SlideGuitar writes "The following is a fascinating article about how the Navy in the 1950s, wanting to assure that it had a carrier based nuclear force, used A1 Skyraider (single engine propellor driven aircraft) to lob nuclear bombs using a manuever called the "goofy loop" (read the article.) The goofy loop put about seven miles between them and a Mark 7 nuclear device at detonation. The pilots knew that (1) they couldn't get far enough away to survive, and (2) if they did survive there probably wouldn't be a carrier to go back to anyway. There are lots of emails from pilots who did the manuever and what they thought about the whole business."

3 of 365 comments (clear)

  1. Re:Physics by Moofie · · Score: 5, Informative

    Well, the guys who actually did it said that their bombs normally fell within 300ft of their targets.

    Airspeed indicators can be pretty accurate.

    --
    Why yes, I AM a rocket scientist!
  2. Re:Physics by PD · · Score: 5, Informative

    You've got the cart before the horse. This maneuver was never considered for the small nukes, because they didn't exist. And why were the nukes so big way back then? Two reasons. It was harder to make small nukes. The backpack nuke was really hard to make compared to a multi-megaton monster. The other reason is that with inaccurate delivery systems you need big nukes to destroy a target if you miss it by 3 or 4 miles.

    As the accuracy of missile systems crept up, the size of the nuke required went down. Now, we can drop a conventional bomb or 4 right through a specific window, so there's hardly any targets that cannot be destroyed by a conventional bomb.

    Nukes are basically obsolete as battlefield weapons.

  3. Re:Other Smart Ideas... by WegianWarrior · · Score: 5, Informative

    That sounds like an awefully small yeild. I recall reading somewhere that it was the lowest possible yield they could acchive, but I've not been able to find that page again. I did however find this (curtesy of this page);

    Back in the 1960s, American designers put together probably the coolest - yet also most suicidal - battlefield weapon ever built. It was a nuclear bazooka, capable of being operated by a pair of soldiers, and intended to be unleashed against Soviet battalions as they headed for Worthing-on-Sea.

    The bazooka was given the patriotic codename 'Davy Crockett', presumably to encourage its operators to risk using it. Basically a scaled-up rifle grenade launcher which could either be hand-carried or mounted on a jeep, the initial Davy Crockett model had a maximum range of only two kilometres, later doubled to four. The minimum range was a suicidal 400 metres.

    The tripod-mounted launcher fired a W-54 plutonium implosion bomb, the smallest nuclear weapon ever fielded by US forces. The egg-shaped atomic bomb weighed a portable 25 kilograms and had a selectable yield of either 10 or 20 tonnes. In blast terms that makes it only four times as powerful as the 1995 Oklahoma bombing device, but its wider radiation effects would inflict considerable fatalities. The Davy Crockett warhead had a timer fuse to be primed by its operators, who would have had to work out the time taken to reach its target.

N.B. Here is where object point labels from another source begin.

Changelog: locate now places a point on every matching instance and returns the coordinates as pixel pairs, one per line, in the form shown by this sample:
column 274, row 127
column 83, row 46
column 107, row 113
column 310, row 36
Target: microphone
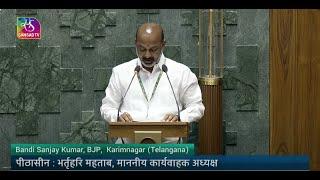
column 136, row 71
column 165, row 69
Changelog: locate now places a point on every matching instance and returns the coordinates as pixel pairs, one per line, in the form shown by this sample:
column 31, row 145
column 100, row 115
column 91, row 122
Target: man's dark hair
column 162, row 34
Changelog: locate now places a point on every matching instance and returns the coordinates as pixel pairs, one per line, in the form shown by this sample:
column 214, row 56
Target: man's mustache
column 150, row 59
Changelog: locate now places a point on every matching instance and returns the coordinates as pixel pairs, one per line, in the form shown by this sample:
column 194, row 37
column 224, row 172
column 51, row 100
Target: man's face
column 149, row 54
column 149, row 47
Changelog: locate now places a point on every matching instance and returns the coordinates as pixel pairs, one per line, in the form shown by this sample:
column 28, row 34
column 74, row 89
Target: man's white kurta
column 184, row 82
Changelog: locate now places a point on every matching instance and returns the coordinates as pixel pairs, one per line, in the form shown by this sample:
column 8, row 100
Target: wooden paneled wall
column 295, row 83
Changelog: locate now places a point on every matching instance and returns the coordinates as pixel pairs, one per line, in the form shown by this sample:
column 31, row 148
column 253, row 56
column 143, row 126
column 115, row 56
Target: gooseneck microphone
column 165, row 69
column 136, row 71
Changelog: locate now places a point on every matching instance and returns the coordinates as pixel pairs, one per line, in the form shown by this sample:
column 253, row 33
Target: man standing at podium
column 152, row 87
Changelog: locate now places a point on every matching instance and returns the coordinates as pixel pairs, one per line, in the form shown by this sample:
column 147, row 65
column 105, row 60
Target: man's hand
column 170, row 118
column 125, row 117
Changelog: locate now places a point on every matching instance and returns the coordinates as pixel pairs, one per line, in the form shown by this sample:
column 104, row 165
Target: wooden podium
column 148, row 130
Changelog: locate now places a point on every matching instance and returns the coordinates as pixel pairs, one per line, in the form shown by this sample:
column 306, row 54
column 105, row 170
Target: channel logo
column 28, row 28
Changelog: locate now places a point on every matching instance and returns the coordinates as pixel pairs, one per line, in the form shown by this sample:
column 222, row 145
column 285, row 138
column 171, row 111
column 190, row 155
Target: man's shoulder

    One early firing of the Davy Crockett at the Nevada Test Site was witnessed by US Attorney General Robert Kennedy. From 1961 onwards 400 bazooka warheads were manufactured and deployed. However non-nuclear test firings of the Davy Crockett revealed the design had a targeting flaw and it was retired in 1971.

    The W-54 bomb had another application, as an Atomic Demolition Munition (ADM). Planted in hidden chambers beneath Germany - to destroy or block access to Warsaw Pact forces - it could be carried on handles by an individual or a team using mounted poles. ADMs were only finally retired from service in 1989.

    --
    Everything in the world is controlled by a small, evil group to which, unfortunately, no one you know belongs.